G-d created all things. He created spirit and souls for the purpose of making persons. G-d is the only person in creation who is not spirit and does not have a soul as we think of a soul. G-d is absolute power and absolute thought that fills the universe with no form or shape.

From above it is said:

“G-d transcends time. He has no beginning and no end. He will always be there to fulfill his promises. When Moses asked for G-d’s name, He replied, “Ehyeh asher ehyeh.” That phrase is generally translated as, “I am that I am,” but the word “ehyeh” can be present or future tense, meaning “I am what I will be” or “I will be what I will be.” The ambiguity of the phrase is often interpreted as a reference to G-d’s eternal nature.”

I am Elijah, G-d’s righteous servant described in Isaiah 53 upon whom the spirit of G-d alighted upon in 2007 in fulfillment of Isaiah 11/2 and I am the prophet like Moses. I speak to G-d face to face and type His words as Moses spoke to G-d face to face and wrote His words for the Torah.

G-d’s presence never leaves me. He has been teaching me the scripture and mysteries of heaven for ten years as He chastises, bruises, crushes and punishes me to make me suitable for His purpose.

Long ago G-d told me a simple story to explain the impossible. How did He come to be?
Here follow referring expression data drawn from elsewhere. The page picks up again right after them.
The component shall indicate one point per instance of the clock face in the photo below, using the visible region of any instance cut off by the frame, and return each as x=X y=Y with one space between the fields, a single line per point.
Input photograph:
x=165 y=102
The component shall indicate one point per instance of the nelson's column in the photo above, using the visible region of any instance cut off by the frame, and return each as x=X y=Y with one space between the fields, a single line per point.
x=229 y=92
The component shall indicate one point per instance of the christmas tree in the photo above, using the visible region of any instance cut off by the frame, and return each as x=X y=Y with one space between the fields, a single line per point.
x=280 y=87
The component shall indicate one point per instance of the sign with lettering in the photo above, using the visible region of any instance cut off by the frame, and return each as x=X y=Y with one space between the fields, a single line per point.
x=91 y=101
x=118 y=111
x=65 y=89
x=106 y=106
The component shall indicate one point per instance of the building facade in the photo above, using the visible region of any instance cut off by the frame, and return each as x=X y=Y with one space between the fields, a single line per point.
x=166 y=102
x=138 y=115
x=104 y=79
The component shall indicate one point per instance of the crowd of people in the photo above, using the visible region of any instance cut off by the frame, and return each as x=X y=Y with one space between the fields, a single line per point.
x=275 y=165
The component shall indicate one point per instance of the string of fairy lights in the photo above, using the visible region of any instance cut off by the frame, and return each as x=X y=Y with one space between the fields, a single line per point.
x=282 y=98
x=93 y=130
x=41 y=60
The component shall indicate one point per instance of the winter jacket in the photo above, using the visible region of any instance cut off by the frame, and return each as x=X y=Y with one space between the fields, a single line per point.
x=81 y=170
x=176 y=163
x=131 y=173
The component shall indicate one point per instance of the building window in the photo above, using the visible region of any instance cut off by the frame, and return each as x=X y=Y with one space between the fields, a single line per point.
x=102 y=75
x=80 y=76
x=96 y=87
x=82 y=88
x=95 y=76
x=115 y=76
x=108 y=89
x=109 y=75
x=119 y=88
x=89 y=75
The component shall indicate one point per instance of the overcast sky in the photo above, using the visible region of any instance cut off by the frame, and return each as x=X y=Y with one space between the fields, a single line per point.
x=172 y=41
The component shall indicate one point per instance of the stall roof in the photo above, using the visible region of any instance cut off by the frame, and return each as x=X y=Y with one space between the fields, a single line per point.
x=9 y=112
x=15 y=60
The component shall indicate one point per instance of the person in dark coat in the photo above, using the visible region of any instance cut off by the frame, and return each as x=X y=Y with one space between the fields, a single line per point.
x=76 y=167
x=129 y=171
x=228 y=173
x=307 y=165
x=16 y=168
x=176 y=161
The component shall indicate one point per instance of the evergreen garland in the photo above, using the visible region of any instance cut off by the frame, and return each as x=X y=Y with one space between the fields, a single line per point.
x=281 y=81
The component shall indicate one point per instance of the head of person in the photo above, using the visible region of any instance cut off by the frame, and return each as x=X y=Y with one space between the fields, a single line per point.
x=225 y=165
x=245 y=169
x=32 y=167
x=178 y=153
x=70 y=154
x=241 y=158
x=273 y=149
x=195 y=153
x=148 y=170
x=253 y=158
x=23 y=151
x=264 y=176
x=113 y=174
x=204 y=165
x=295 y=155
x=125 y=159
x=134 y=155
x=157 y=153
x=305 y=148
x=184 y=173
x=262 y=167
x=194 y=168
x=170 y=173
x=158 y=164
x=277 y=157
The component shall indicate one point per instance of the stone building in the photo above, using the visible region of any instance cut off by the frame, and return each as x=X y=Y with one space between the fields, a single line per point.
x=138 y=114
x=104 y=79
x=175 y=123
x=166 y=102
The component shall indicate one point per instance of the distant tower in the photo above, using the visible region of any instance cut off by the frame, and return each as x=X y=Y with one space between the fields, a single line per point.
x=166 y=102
Before all things and material of mass we believe came from a “big bang” He was. He told me He willed himself into being with the words “I am”, and so He was. He had self. And then He said “that I am”, and He was a person. And in the same words depending on the translation of the Hebrew He said “I am what I will be” and that is G-d.

And He was all alone. So then He created spirit and a special soul and from that spirit and special soul He made His constant companion the angel of His Presence, the person of the spirit of the Holy G-d, sometimes called the Holy Spirit.

And then G-d made heavenly angel persons in the same manner except they had bodies and form of elements of His creation and power. The angel of His presence has no form. He is within all of G-d’s spirit. He is the person of the spirit of the Holy G-d and he is an angel.

And then G-d created the universe of material and mass as He created light and He created darkness and He separated the waters above heaven and below heaven.

In the opening of Genesis there is only G-d and the spirit of G-d:

“1When God began to create heaven and earth— 2the earth being unformed and void, with darkness over the surface of the deep and a wind from [“the spirit of”] God sweeping over the water—……

26And God said, “Let us make man in our image, after our likeness. They shall rule the fish of the sea, the birds of the sky, the cattle, the whole earth, and all the creeping things that creep on earth.” 27And God created man in His image, in the image of God He created him; male and female He created them.”

There are no heavenly angels who have bodies mentioned. G-d is talking to His companion of His Presence the person of the spirit of the Holy G-d who is an angel without form or shape.

The spirit of G-d is a person. He has the same image and likeness as G-d. They are both living beings without form and are persons with feelings and emotions. Man, male and female, are living beings with the form of the human body that are persons with feelings and emotions.